With biopsies, a diagnosis of a specific cause of late stage kidney disease can often be made [
38]. End-stage glomerulonephritis is characterized by solidified glomeruli that in the case of immune-complex disease frequently contain immunoglobulin deposits, and in IGAN, IgA deposits usually remain with advanced glomerulosclerosis [
38]. Hypertension progresses by increasingly severe arteriosclerosis and glomerular loss that is primarily the result of ischemic glomerular obsolescence [
39]. A predominance of glomerular solidification with hyalinosis lesions and IgM and C3 deposits favors primary FSGS as a cause of ESRD [
39,
40]. Our analysis of causes of biopsy determined ESRD in Iraqi patients indicates that the proportional contribution of FSGS to non-diabetic ESRD could be as high as 41% and suggests that FSGS could raise ESRD rates if the disease followed the patterns in the US and Australia and became more common in older members of the population.
One hypotheses for the lowered rates of ESRD and FSGS in the elderly of Northern Iraq is that physicians stop looking for disease in older patients, or older persons become oblivious to their illnesses and do not seek medical help. We believe that these are unlikely explanations. The elderly are valued members of Iraqi and Kurdish society, and there is no age discrimination for any form of medical service.

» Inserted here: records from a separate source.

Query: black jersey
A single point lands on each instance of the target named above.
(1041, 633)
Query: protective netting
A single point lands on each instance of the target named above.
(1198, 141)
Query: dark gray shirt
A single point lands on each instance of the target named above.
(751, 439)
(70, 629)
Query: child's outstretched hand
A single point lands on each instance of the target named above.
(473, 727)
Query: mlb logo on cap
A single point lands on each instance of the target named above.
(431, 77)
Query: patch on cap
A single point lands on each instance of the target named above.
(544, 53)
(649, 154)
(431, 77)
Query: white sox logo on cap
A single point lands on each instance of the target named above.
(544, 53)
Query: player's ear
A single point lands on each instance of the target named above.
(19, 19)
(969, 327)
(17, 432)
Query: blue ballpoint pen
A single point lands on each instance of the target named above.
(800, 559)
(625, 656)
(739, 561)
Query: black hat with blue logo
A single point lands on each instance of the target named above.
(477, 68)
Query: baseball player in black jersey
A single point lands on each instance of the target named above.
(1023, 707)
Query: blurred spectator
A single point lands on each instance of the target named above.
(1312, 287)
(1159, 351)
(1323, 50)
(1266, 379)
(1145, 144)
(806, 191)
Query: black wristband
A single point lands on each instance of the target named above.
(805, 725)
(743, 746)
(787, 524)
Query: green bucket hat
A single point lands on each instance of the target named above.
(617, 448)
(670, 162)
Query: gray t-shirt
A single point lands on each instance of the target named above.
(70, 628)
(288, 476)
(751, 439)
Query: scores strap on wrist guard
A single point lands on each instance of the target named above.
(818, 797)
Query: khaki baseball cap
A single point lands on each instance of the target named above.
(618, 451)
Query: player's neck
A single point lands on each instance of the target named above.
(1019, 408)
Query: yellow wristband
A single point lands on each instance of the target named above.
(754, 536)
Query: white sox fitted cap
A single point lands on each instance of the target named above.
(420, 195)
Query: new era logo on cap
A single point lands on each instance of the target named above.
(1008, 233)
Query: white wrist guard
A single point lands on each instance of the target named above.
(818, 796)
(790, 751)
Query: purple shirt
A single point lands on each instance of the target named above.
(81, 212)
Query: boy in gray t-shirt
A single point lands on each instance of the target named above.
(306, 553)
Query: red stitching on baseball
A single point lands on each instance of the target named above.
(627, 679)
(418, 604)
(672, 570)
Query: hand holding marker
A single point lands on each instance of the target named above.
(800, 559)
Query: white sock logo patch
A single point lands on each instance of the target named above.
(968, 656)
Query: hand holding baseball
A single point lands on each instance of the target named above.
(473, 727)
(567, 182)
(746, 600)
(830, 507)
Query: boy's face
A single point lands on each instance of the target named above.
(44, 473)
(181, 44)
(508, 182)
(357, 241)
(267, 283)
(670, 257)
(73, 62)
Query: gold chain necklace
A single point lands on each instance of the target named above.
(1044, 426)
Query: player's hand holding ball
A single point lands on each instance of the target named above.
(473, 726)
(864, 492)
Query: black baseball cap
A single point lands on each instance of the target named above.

A second hypothesis is an age cohort effect in which older members of the population have not been exposed to the factors causing the disease. This certainly could affect rates of diabetes and ESRD, as older Iraqis have been living in deprived conditions imposed by international trade restrictions since the 1980s. A current 26–30% rate of obesity is reported for Southern Iraq [
41,
42], but this is excessive for Sulaimaniyah, where the all-age obesity rate was less than 10%. The obesity rate of 36% in Jordan [
41] may portend changes that will be seen in the future, but we do not see a large segment of the Kurdish population currently at risk for diabetic kidney disease.
Although both Iraq and Jordan have similarly young populations, the estimated risk of ESRD in Northern Iraq was low; while the Jordanian population when adjusted for age had a risk of ESRD that more resembled the US. These differences highlight the impact of undernutrition and over nutrition on kidney health. Political instability is an unfortunate fact-of-life in many parts of the Middle-East and North Africa. Somalia and Sudan are examples where war and continuous undernutrition have lead to endemically high rates of hypertension and non-diabetic CKD possibly influenced by an intra-uterine derived nephron deficit [
43,
44]. Diabetes as a disease of overnutrition and ageing will almost certainly become more common as economies improve. FSGS appears to be increasing throughout the Middle-East, and we suggest that GN and particularly FSGS are also age-dependent with effects on ESRD that are unlikely to be known for many years.